CONTEXT: Although clergy interact with approximately half of U.S. patients facing end-of-life medical decisions, little is known about clergy-congregant interactions or clergy influence on end-of-life decisions. OBJECTIVE: The objective was to conduct a nationally representative survey of clergy beliefs and practices. METHODS: A mailed survey to a nationally representative sample of clergy completed in March 2015 with 1005 of 1665 responding (60% response rate). The primary predictor variable was clergy religious values about end-of-life medical decisions, which measured belief in miracles, the sanctity of life, trust in divine control, and redemptive suffering. Outcome variables included clergy-congregant end-of-life medical conversations and congregant receipt of hospice and intensive care unit (ICU) care in the final week of life. RESULTS: Most U.S. clergy are Christian (98%) and affirm religious values despite a congregant's terminal diagnosis. Endorsement included God performing a miracle (86%), pursuing treatment because of the sanctity of life (54%), postponement of medical decisions because God is in control (28%), and enduring painful treatment because of redemptive suffering (27%).
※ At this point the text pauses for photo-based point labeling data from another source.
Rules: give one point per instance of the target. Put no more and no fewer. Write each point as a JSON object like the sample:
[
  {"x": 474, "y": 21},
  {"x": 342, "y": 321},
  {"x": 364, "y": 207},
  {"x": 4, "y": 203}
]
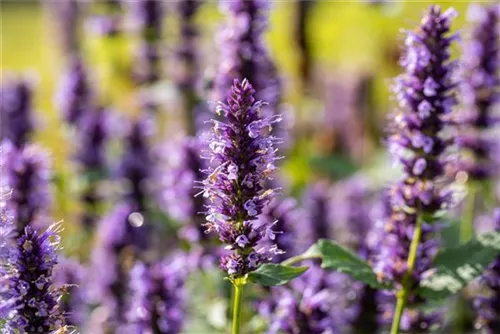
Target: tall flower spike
[
  {"x": 37, "y": 302},
  {"x": 136, "y": 164},
  {"x": 157, "y": 297},
  {"x": 181, "y": 167},
  {"x": 425, "y": 92},
  {"x": 74, "y": 96},
  {"x": 243, "y": 53},
  {"x": 147, "y": 17},
  {"x": 242, "y": 157},
  {"x": 7, "y": 255},
  {"x": 285, "y": 215},
  {"x": 489, "y": 307},
  {"x": 69, "y": 274},
  {"x": 121, "y": 237},
  {"x": 314, "y": 303},
  {"x": 16, "y": 114},
  {"x": 27, "y": 172},
  {"x": 187, "y": 57},
  {"x": 480, "y": 93},
  {"x": 91, "y": 160}
]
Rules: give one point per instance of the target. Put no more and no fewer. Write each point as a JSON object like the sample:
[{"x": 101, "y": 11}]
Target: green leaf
[
  {"x": 338, "y": 258},
  {"x": 457, "y": 266},
  {"x": 275, "y": 274}
]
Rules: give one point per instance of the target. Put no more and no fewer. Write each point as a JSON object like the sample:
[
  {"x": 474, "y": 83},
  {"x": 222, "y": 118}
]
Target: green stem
[
  {"x": 402, "y": 295},
  {"x": 467, "y": 225},
  {"x": 300, "y": 258},
  {"x": 238, "y": 293}
]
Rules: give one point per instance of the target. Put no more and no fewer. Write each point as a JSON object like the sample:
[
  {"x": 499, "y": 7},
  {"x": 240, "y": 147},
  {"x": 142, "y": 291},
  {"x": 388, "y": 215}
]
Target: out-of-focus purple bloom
[
  {"x": 71, "y": 275},
  {"x": 241, "y": 157},
  {"x": 66, "y": 16},
  {"x": 187, "y": 68},
  {"x": 157, "y": 300},
  {"x": 182, "y": 166},
  {"x": 16, "y": 111},
  {"x": 74, "y": 96},
  {"x": 37, "y": 308},
  {"x": 489, "y": 307},
  {"x": 26, "y": 171},
  {"x": 317, "y": 203},
  {"x": 137, "y": 163},
  {"x": 244, "y": 55},
  {"x": 480, "y": 93},
  {"x": 315, "y": 303},
  {"x": 7, "y": 255},
  {"x": 91, "y": 158},
  {"x": 121, "y": 238},
  {"x": 147, "y": 17},
  {"x": 425, "y": 95}
]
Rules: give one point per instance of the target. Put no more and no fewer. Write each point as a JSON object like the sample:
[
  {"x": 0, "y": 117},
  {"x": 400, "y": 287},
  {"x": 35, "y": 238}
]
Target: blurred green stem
[
  {"x": 237, "y": 301},
  {"x": 402, "y": 295},
  {"x": 466, "y": 233},
  {"x": 467, "y": 224}
]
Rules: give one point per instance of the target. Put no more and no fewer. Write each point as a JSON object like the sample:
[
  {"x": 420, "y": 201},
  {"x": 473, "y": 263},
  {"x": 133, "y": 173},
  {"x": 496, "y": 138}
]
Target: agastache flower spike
[
  {"x": 27, "y": 172},
  {"x": 74, "y": 96},
  {"x": 425, "y": 93},
  {"x": 91, "y": 160},
  {"x": 489, "y": 307},
  {"x": 147, "y": 16},
  {"x": 480, "y": 93},
  {"x": 241, "y": 160},
  {"x": 16, "y": 114},
  {"x": 243, "y": 53},
  {"x": 157, "y": 297},
  {"x": 37, "y": 302}
]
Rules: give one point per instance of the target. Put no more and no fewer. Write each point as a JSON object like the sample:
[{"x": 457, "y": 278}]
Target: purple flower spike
[
  {"x": 242, "y": 157},
  {"x": 121, "y": 238},
  {"x": 157, "y": 297},
  {"x": 70, "y": 274},
  {"x": 181, "y": 168},
  {"x": 244, "y": 55},
  {"x": 315, "y": 303},
  {"x": 489, "y": 306},
  {"x": 480, "y": 93},
  {"x": 26, "y": 171},
  {"x": 37, "y": 306},
  {"x": 74, "y": 95},
  {"x": 425, "y": 92},
  {"x": 16, "y": 111},
  {"x": 91, "y": 159},
  {"x": 136, "y": 164}
]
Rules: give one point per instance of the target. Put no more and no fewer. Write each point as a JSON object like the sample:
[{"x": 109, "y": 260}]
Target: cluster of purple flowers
[
  {"x": 489, "y": 307},
  {"x": 244, "y": 55},
  {"x": 480, "y": 93},
  {"x": 136, "y": 164},
  {"x": 315, "y": 303},
  {"x": 16, "y": 111},
  {"x": 241, "y": 157},
  {"x": 157, "y": 297},
  {"x": 74, "y": 96},
  {"x": 35, "y": 300},
  {"x": 26, "y": 171},
  {"x": 416, "y": 140},
  {"x": 182, "y": 168},
  {"x": 147, "y": 17}
]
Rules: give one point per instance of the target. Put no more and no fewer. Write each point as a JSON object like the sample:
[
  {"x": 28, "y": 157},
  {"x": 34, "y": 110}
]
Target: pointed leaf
[
  {"x": 456, "y": 267},
  {"x": 338, "y": 258},
  {"x": 275, "y": 274}
]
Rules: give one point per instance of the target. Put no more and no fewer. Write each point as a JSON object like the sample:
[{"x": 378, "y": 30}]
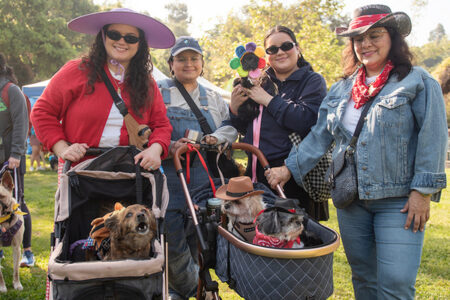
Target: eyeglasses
[
  {"x": 286, "y": 46},
  {"x": 372, "y": 37},
  {"x": 116, "y": 36}
]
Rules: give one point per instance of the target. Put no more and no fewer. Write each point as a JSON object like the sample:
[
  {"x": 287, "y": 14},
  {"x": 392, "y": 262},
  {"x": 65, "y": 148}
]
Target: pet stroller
[
  {"x": 87, "y": 191},
  {"x": 257, "y": 272}
]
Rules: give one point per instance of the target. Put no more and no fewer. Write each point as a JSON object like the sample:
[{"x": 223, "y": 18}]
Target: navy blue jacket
[{"x": 295, "y": 108}]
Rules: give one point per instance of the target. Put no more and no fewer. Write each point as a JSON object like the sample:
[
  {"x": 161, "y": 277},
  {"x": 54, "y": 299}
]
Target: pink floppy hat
[{"x": 157, "y": 34}]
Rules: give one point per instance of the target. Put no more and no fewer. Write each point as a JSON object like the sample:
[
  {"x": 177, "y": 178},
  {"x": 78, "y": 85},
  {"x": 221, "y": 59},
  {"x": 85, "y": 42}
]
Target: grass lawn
[{"x": 433, "y": 280}]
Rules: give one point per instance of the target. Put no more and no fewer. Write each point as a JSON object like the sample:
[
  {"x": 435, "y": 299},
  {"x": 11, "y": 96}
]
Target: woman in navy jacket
[{"x": 291, "y": 112}]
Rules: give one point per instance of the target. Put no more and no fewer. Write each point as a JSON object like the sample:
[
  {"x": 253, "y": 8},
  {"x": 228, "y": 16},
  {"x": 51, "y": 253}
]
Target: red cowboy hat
[{"x": 376, "y": 15}]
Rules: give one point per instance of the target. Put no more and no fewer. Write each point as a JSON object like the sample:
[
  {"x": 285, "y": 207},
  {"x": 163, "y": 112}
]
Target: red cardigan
[{"x": 65, "y": 111}]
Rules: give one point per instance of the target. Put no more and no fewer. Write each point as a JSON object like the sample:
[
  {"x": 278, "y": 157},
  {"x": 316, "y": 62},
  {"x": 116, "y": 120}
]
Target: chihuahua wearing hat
[{"x": 241, "y": 203}]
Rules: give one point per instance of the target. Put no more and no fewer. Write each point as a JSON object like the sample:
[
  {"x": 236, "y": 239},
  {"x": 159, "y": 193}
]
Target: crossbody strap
[
  {"x": 118, "y": 101},
  {"x": 360, "y": 124},
  {"x": 198, "y": 114}
]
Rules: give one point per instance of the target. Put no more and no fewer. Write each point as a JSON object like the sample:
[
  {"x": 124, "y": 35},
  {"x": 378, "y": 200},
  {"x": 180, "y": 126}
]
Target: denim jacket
[{"x": 402, "y": 145}]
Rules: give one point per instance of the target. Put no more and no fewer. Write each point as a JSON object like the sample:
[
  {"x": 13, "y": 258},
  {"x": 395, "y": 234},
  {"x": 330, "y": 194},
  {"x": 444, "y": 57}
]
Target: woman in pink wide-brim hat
[{"x": 76, "y": 110}]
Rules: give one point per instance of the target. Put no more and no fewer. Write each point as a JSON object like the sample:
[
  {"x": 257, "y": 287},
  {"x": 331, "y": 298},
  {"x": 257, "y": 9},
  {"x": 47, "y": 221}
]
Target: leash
[
  {"x": 191, "y": 148},
  {"x": 16, "y": 211}
]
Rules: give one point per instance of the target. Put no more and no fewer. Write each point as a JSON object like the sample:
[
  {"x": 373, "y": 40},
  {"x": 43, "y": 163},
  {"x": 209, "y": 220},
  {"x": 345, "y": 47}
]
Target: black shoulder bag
[
  {"x": 227, "y": 166},
  {"x": 342, "y": 174}
]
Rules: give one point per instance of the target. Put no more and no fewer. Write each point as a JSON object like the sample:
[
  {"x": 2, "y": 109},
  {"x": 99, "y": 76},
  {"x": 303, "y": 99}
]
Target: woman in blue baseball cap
[{"x": 186, "y": 66}]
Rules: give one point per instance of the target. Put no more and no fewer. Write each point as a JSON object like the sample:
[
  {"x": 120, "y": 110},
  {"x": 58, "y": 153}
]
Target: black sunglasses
[
  {"x": 286, "y": 46},
  {"x": 116, "y": 36}
]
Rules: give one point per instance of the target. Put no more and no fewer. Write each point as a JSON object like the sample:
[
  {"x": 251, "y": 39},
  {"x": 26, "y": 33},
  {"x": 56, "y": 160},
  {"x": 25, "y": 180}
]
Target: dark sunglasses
[
  {"x": 116, "y": 36},
  {"x": 286, "y": 46}
]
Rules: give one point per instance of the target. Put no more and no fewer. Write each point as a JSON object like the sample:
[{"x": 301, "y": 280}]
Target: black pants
[
  {"x": 26, "y": 243},
  {"x": 316, "y": 210}
]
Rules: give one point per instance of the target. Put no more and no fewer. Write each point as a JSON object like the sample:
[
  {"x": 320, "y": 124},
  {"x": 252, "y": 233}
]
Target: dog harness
[
  {"x": 273, "y": 242},
  {"x": 246, "y": 230},
  {"x": 7, "y": 236}
]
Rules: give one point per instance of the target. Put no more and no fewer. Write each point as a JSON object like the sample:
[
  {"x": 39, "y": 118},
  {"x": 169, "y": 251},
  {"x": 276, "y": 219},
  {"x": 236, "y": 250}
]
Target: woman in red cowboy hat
[
  {"x": 399, "y": 154},
  {"x": 76, "y": 110}
]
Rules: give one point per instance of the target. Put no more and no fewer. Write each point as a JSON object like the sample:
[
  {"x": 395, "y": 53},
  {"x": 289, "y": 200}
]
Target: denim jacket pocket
[
  {"x": 332, "y": 116},
  {"x": 394, "y": 111},
  {"x": 395, "y": 123}
]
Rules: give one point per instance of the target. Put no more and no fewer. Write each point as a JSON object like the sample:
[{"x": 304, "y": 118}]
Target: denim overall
[{"x": 183, "y": 272}]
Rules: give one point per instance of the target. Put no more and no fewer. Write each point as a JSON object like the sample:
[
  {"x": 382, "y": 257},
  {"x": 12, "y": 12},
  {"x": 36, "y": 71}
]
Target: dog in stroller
[{"x": 85, "y": 192}]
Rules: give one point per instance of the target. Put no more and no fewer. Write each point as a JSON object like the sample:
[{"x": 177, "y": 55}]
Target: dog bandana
[
  {"x": 8, "y": 235},
  {"x": 361, "y": 93},
  {"x": 273, "y": 242}
]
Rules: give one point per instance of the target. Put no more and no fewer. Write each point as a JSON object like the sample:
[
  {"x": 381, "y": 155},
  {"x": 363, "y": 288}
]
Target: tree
[
  {"x": 35, "y": 38},
  {"x": 437, "y": 34},
  {"x": 309, "y": 19},
  {"x": 178, "y": 21},
  {"x": 430, "y": 55}
]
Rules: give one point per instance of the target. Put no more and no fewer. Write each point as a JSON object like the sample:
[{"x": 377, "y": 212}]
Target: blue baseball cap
[{"x": 184, "y": 43}]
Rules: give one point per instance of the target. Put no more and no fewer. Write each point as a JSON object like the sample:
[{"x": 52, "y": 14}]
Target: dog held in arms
[
  {"x": 241, "y": 203},
  {"x": 12, "y": 228},
  {"x": 131, "y": 232}
]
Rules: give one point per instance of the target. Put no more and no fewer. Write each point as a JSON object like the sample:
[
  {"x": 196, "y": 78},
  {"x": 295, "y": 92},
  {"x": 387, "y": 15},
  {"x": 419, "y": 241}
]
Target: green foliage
[
  {"x": 311, "y": 21},
  {"x": 437, "y": 34},
  {"x": 430, "y": 55},
  {"x": 35, "y": 38}
]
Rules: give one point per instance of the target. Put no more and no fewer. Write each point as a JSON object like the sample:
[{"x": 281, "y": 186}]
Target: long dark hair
[
  {"x": 136, "y": 77},
  {"x": 399, "y": 54},
  {"x": 280, "y": 28},
  {"x": 6, "y": 70}
]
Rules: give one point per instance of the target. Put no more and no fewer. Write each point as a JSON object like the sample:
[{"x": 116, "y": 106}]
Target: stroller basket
[
  {"x": 257, "y": 272},
  {"x": 86, "y": 192}
]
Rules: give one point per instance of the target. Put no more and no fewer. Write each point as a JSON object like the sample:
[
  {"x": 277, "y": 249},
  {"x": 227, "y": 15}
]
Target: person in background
[
  {"x": 186, "y": 65},
  {"x": 400, "y": 153},
  {"x": 36, "y": 152},
  {"x": 292, "y": 111},
  {"x": 13, "y": 137}
]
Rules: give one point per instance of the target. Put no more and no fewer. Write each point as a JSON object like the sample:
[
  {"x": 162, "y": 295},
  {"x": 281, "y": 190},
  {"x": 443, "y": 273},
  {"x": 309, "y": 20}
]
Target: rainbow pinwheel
[{"x": 249, "y": 61}]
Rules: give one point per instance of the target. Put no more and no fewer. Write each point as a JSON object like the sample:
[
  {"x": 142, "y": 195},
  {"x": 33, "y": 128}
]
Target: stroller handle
[
  {"x": 243, "y": 146},
  {"x": 89, "y": 152}
]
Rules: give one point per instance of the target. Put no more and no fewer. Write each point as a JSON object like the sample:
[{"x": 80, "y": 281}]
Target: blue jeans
[
  {"x": 181, "y": 235},
  {"x": 384, "y": 257}
]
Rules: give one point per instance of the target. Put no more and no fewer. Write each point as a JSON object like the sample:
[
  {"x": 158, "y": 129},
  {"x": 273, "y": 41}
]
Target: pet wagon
[
  {"x": 87, "y": 191},
  {"x": 257, "y": 272}
]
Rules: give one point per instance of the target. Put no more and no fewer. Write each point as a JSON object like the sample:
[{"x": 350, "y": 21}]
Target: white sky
[{"x": 206, "y": 13}]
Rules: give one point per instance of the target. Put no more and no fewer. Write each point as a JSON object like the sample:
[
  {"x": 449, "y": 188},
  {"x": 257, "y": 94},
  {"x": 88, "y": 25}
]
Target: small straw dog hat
[{"x": 237, "y": 188}]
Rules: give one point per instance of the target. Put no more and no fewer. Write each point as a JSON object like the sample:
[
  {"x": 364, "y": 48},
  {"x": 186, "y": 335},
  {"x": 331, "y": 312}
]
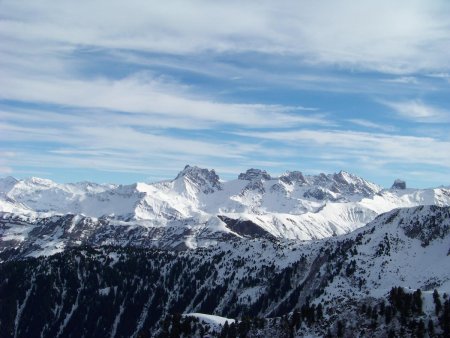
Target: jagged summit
[
  {"x": 204, "y": 180},
  {"x": 399, "y": 184},
  {"x": 291, "y": 177},
  {"x": 254, "y": 174},
  {"x": 293, "y": 205}
]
Life-prolonging religious values in end-of-life medical decisions were associated with fewer clergy-congregant conversations about considering hospice (adjusted odds ratio [AOR], 0.58; 95% CI 0.42-0.80), P < 0.0001), stopping treatment (AOR 0.58, 95% CI 0.41-0.84, P = 0.003), and forgoing future treatment (AOR 0.50, 95% CI 0.36-0.71, P < 0.001) but not associated with congregant receipt of hospice or ICU care. Clergy with lower medical knowledge were less likely to have certain end-of-life conversations. The absence of a clergy-congregant hospice discussion was associated with less hospice (AOR 0.45; 95% CI 0.29-0.66, P < 0.001) and more ICU care (AOR 1.67; 95% CI 1.14-2.50, P < 0.01) in the final week of life. CONCLUSION: American clergy hold religious values concerning end-of-life medical decisions, which appear to decrease end-of-life discussions. Clergy end-of-life education may enable better quality end-of-life care for religious patients.